In the future, we will further improve the performance on user profiling. For keyphrase extraction, more state-of-the-art models modeling the representations of documents can be considered to extract more features, e.g., LSTM, hierarchical attention models and so on. For user tagging, we can further explicitly exploit the structures between each class of users, e.g., the taxonomy of labels, to improve the performance of multi-label classification. For user growth value prediction, methods based on point process can be employed to capture the characteristics of user growth value with time going by.
AUTHOR CONTRIBUTIONS
All of the authors contributed equally to the work. H. Shen (shenhuawei@ict.ac.cn, corresponding author) is the coordinator of the research group, and designs the whole framework for user profiling. G. Xing (xingguoliang@ict.ac.cn) and X. Yue (yuexinyu@ict.ac.cn) are the co-contributors for the task of keyphrase extraction. H. Gao (gaohao@ict.ac.cn) and B. Xu (xubingbing@ict.ac.cn) are the co-contributors for the task of user tagging.

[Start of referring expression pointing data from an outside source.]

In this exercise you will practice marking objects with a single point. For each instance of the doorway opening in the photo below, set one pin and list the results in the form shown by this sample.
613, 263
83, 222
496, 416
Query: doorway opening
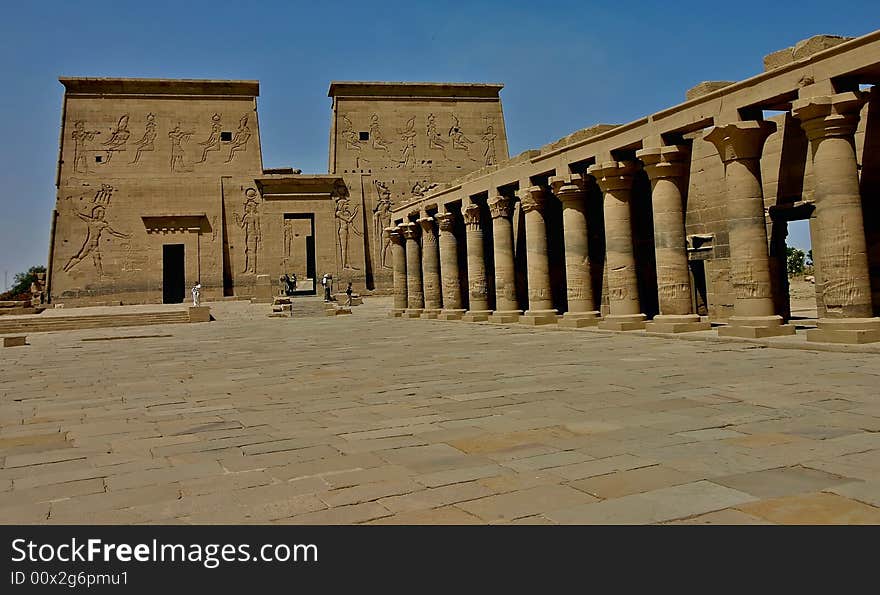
173, 274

Q. Cao (caoqi@ict.ac.cn) and K. Cen (cenketing@ict.ac.cn) are the co-contributors for the task of user growth value prediction. All authors contributed to writing and revising this manuscript.
ACKNOWLEDGEMENTS
The work is supported by the National Natural Science Foundation of China (NSFC) under grant numbers 61472400, 91746301 and 61802371. H. Shen is also funded by K.C. Wong Education Foundation and the Youth Innovation Promotion Association of the Chinese Academy of Sciences.